BetaShares Gold Bullion ETF (ASX: QAU) is another physically backed gold ETF that store their gold bars in the vault of JP Morgan Chase, or with its authorised subcustodians.

Each participant from gold vendors to custodians and subcustodians increase counterparty risk due to increased opacity in the operational chain of custody.

Custodians like HSBC and JP Morgan Chase are unlikely to allow investors into their vaults to confirm the presence of their bullion.

Some physical gold ETFs (GOLD) are designed as structured products (exchange-traded commodities, or ETCs) where investors rely on the issuer's promise to pay them.

While GOLD is a secured ETC, generally structured products are unsecured representing additional layer of risk. We believe that assessment of counterparty risk in these products can be challenging especially for retail investors. 

Perth Mint Gold (ASX: PMGOLD) is another physically backed gold ETF available on the ASX. Each unit of PMGOLD purchased by investors represents ownership of 1/100th of a troy ounce (slightly heavier than a regular ounce) of gold.

Since PMGOLD is issued by the Perth Mint, the gold stored on investors' behalf is guaranteed by the Government of Western Australia, hence the counterparty risk here is different, arguably reduced. Another feature that differentiates PMGOLD is that investors can redeem the units of this ETC for physical gold while others will give back cash.

What about the “gold-diggers”?

Other investors might prefer to own a basket of gold miners instead of owning a claim on the metal. There are currently two ETFs trading on ASX that invest into shares of global gold miners, VanEck Vectors Gold Miners ETF (ASX: GDX) and BetaShares Global Gold Miners ETF (ASX: MNRS).

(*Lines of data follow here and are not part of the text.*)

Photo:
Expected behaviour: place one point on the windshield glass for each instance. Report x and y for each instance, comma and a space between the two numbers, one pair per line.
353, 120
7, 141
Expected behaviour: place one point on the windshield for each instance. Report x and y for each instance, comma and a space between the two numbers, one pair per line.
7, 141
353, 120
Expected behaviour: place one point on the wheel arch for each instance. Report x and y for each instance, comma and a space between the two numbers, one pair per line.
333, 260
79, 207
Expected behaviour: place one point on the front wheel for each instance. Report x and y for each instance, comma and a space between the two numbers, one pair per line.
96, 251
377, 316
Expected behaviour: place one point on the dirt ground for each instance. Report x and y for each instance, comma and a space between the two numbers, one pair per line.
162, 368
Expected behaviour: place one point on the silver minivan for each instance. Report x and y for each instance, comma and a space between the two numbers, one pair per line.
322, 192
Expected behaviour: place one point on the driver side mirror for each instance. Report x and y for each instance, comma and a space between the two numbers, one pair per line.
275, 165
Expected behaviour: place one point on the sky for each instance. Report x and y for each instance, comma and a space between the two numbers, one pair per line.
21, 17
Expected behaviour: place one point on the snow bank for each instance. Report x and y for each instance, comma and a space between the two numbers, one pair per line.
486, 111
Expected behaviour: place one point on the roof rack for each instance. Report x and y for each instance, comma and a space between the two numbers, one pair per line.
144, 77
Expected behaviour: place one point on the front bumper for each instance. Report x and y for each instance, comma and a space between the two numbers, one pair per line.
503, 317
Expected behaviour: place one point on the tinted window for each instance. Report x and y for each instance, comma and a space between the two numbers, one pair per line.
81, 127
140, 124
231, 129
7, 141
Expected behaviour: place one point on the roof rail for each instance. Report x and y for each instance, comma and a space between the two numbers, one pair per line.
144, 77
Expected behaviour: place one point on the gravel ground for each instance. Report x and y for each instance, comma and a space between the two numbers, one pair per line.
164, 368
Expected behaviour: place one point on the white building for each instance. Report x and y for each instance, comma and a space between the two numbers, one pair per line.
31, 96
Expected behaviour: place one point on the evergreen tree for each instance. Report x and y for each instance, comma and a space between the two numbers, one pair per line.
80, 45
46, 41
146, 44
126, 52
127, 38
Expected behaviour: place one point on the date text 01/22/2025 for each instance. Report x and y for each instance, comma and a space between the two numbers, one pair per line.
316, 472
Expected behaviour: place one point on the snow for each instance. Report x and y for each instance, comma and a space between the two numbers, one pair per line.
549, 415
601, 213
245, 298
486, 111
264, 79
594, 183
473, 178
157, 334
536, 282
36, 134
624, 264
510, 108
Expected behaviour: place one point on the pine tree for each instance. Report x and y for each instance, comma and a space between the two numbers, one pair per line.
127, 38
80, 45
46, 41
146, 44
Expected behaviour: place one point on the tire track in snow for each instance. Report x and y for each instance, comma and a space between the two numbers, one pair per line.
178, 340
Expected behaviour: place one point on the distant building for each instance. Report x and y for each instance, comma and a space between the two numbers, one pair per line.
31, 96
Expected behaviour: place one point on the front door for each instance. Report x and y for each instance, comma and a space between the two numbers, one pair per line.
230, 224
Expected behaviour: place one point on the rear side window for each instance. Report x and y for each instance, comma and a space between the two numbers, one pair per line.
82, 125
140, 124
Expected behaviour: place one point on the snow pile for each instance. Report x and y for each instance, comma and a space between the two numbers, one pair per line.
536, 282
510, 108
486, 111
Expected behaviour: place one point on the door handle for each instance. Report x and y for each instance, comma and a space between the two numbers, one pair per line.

While the share prices of the gold miners tend to be highly correlated with the underlying gold price, there are additional risks to consider. As with any business, these companies have operational risks which can impact their earnings and cashflow. Valuations can be impacted by exploration success or failure. Finally, operational and financial leverage can result in additional downside risk when the gold price falls.

There are also more technical factors to consider. Depending on the liquidity of the underlying holdings, there is the potential for large ETF flows to distort the price of underlying stocks. There is a limited pool of gold mining stocks globally, and as the gold miner ETFs attract inflows they buy more of the same names. For example, GDX saw inflows of AUD 48 million in the third quarter of 2019.

Following aggressive inflows into ETFs like GDX, the providers can quickly reach large holdings in smaller gold miners. For example, VanEck’s holdings in some Australian-listed gold miners include Regis Resources and Saracen Mineral Holdings both at 12%.

Trading in smaller gold miners tend to be illiquid and shifting significant blocks of shares during the index rebalancing potentially causes outsize price movements. Investors in those names bear the risk that shares can surge on inclusion and dive on dilution or exclusion from an index without any changes in the fundamentals of these stocks.

VanEck apply several proprietary algorithmic techniques to avoid potential price distorting. One technique is to stagger the volume of the constituents over a certain period. Another is to use volume-weighted average price strategy which breaks up a large order and releases smaller chunks to the market. Another risk is those ETFs that follow an index will have exposure to the speculative end of gold miners which may introduce increased price volatility.


Although a well-priced and well-managed gold ETF can be a reasonable way for investors to get exposure to this commodity, at Morningstar, we currently don’t cover any of these products.

Before investors take up exposure to gold via bars of gold, a physically backed gold ETF, a synthetic gold ETF or an ETF holding stocks of gold miners, they need to consider the risks.

The lack of transparency to assess counterparty and credit risks plus the difficulty in forecasting the price of gold makes them challenging to incorporate in a diversified portfolio.

Morningstar currently publishes qualitative analyst research for 71 Australian ETPs, accounting for about 80 per cent of invested assets.